Il faut aussi souligner que les barrages ne servent pas uniquement à produire de l’électricité, et que l’eau qu’ils contiennent est aussi utilisée pour l’agriculture, la pèche, les loisirs et … le refroidissement des centrales nucléaires.
4• Les malheurs de l’EPR de Flamanville
Mis en construction en 2007, l’EPR de Flamanville devait démarrer en 2012 et coûter 3,5 milliards d’euros. À la suite de nombreux défauts observés à plusieurs reprises (notamment les 9 et 10 avril derniers) par les experts de l’Autorité de Sûreté Nucléaire (ASN), sur des soudures qui s’avèrent non conformes à la norme “haute qualité”, EDF a décidé de reprendre 58 soudures et a demandé à l’ASN d’en conserver huit autres en l’état, excluant toutefois la possibilité de rupture.

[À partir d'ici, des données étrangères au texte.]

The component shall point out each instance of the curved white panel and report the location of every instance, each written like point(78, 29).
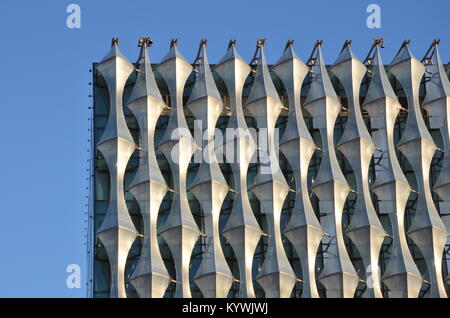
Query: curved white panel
point(338, 275)
point(150, 277)
point(303, 229)
point(242, 229)
point(180, 231)
point(416, 144)
point(276, 275)
point(401, 275)
point(365, 229)
point(117, 231)
point(213, 277)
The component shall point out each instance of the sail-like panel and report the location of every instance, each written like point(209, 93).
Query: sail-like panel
point(180, 230)
point(276, 275)
point(242, 229)
point(150, 277)
point(303, 229)
point(209, 186)
point(117, 232)
point(416, 144)
point(365, 229)
point(338, 275)
point(401, 275)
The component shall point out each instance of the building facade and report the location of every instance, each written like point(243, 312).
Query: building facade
point(248, 180)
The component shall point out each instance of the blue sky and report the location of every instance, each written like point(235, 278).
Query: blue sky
point(44, 97)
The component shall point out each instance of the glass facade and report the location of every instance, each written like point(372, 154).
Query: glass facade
point(99, 267)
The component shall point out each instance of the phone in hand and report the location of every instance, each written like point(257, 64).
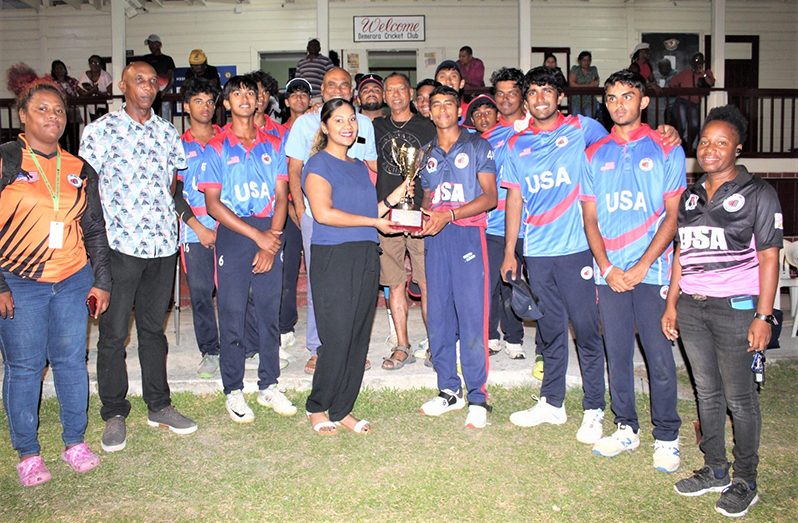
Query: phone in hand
point(91, 305)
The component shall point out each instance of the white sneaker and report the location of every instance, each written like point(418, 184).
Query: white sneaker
point(287, 339)
point(237, 407)
point(252, 362)
point(623, 439)
point(273, 398)
point(666, 456)
point(494, 346)
point(541, 413)
point(591, 429)
point(515, 351)
point(444, 402)
point(477, 417)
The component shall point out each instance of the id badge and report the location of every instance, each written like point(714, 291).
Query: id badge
point(56, 235)
point(742, 303)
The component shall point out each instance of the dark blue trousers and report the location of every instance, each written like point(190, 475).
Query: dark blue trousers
point(566, 291)
point(456, 262)
point(501, 293)
point(620, 313)
point(199, 264)
point(234, 254)
point(292, 256)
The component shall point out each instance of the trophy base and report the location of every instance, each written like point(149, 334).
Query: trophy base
point(406, 220)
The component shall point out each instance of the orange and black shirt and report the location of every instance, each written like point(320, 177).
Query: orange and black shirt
point(27, 210)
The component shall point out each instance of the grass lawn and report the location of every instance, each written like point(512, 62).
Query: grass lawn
point(410, 468)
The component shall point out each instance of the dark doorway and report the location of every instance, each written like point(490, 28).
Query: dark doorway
point(742, 60)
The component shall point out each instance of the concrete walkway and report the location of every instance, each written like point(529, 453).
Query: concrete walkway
point(184, 358)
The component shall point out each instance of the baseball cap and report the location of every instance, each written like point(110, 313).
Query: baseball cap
point(298, 84)
point(638, 47)
point(448, 64)
point(196, 57)
point(524, 302)
point(369, 78)
point(479, 101)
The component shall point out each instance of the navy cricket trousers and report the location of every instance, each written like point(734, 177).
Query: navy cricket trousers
point(566, 290)
point(456, 262)
point(199, 264)
point(501, 293)
point(620, 313)
point(234, 254)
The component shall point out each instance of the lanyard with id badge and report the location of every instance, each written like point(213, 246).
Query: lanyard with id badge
point(56, 238)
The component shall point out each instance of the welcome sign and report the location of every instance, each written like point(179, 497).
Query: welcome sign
point(389, 28)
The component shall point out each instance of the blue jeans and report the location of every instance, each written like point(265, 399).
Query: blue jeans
point(716, 343)
point(49, 324)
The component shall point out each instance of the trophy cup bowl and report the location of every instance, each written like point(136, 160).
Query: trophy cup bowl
point(410, 161)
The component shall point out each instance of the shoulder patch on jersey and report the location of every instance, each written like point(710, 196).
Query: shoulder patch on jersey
point(734, 202)
point(74, 180)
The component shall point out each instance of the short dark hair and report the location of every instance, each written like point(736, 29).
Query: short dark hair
point(238, 82)
point(197, 85)
point(508, 74)
point(732, 116)
point(627, 77)
point(544, 76)
point(446, 91)
point(38, 85)
point(427, 81)
point(396, 74)
point(267, 81)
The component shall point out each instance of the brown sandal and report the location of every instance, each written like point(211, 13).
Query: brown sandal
point(392, 363)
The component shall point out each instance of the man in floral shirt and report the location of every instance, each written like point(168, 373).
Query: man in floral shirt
point(136, 154)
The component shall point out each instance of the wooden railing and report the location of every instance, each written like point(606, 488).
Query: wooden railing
point(771, 114)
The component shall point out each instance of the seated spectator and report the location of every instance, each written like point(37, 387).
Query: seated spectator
point(473, 69)
point(71, 89)
point(686, 109)
point(583, 75)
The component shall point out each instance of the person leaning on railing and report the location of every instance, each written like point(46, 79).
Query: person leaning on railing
point(725, 272)
point(50, 219)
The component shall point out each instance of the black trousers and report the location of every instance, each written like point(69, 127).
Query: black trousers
point(146, 284)
point(344, 283)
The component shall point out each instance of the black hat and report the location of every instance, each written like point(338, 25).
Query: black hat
point(524, 302)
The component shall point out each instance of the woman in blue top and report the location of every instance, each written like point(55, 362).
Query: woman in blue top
point(345, 266)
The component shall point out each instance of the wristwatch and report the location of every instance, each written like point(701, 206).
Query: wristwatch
point(768, 318)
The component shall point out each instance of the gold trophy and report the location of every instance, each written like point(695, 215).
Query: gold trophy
point(410, 161)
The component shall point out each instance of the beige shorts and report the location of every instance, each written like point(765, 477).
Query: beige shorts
point(392, 260)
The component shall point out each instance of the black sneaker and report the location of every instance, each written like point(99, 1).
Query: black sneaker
point(736, 499)
point(170, 418)
point(114, 435)
point(701, 482)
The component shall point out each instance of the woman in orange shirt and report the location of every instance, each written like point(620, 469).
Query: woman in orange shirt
point(51, 222)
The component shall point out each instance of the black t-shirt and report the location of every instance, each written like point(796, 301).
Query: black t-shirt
point(161, 63)
point(210, 73)
point(416, 132)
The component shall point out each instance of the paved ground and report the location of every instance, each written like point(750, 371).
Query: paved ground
point(184, 358)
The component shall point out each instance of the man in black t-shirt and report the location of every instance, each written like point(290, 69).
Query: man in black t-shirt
point(402, 127)
point(165, 69)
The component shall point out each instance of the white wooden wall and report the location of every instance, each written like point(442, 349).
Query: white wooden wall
point(608, 28)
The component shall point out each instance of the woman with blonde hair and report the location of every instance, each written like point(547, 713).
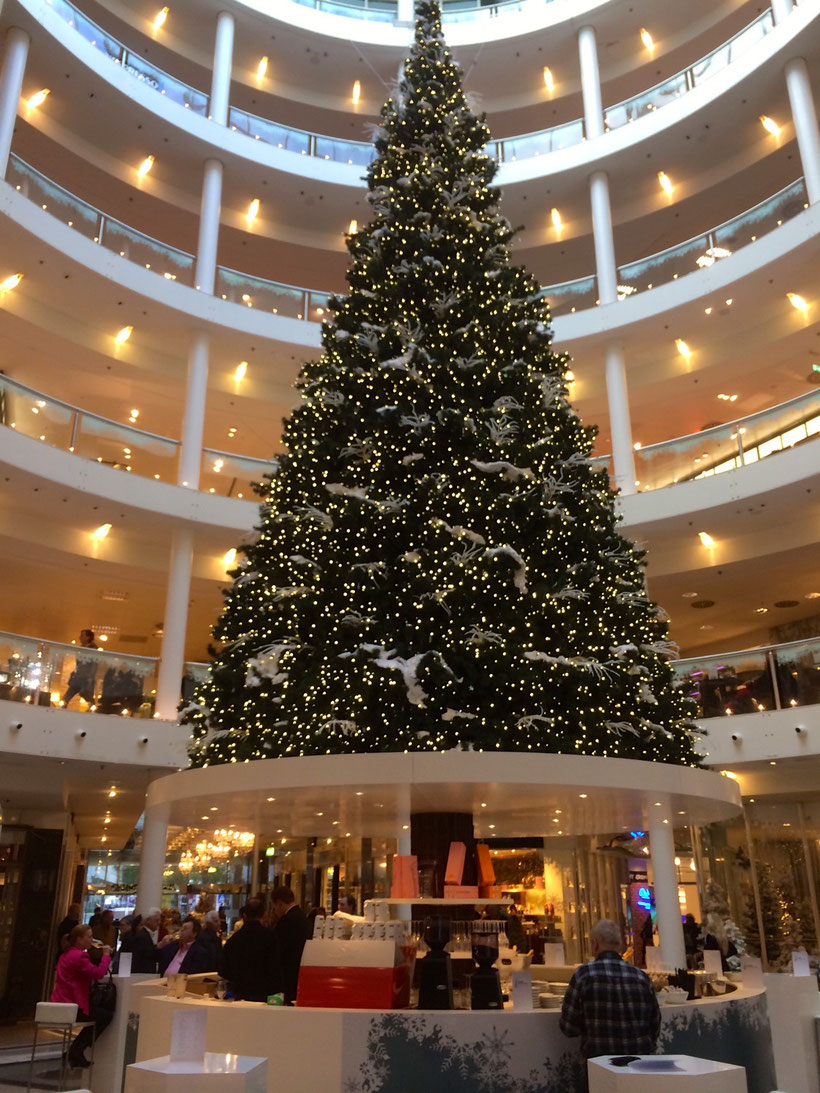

Malgré l’agacement manifeste des représentants des membres de l’ASN, EDF a insisté sur les risques de retard. L’ASN rendra son avis avant l’été. Si EDF devait refaire les huit soudures considérées comme en l’état, la mise en service de l’EPR devrait être différée d’au moins deux ans. Ce qui ferait monter la facture totale à quelque 11 milliards d’euros. Un plus grand retard aurait des conséquences catastrophiques pour EDF et pour la constructions d’autres EPR. Macron, toujours lui, a demandé à EDF proposer pour la mi-2021 un scénario de développement de nouveaux réacteurs, la première étape devant, bien sûr, être le démarrage de celui de Flamanville.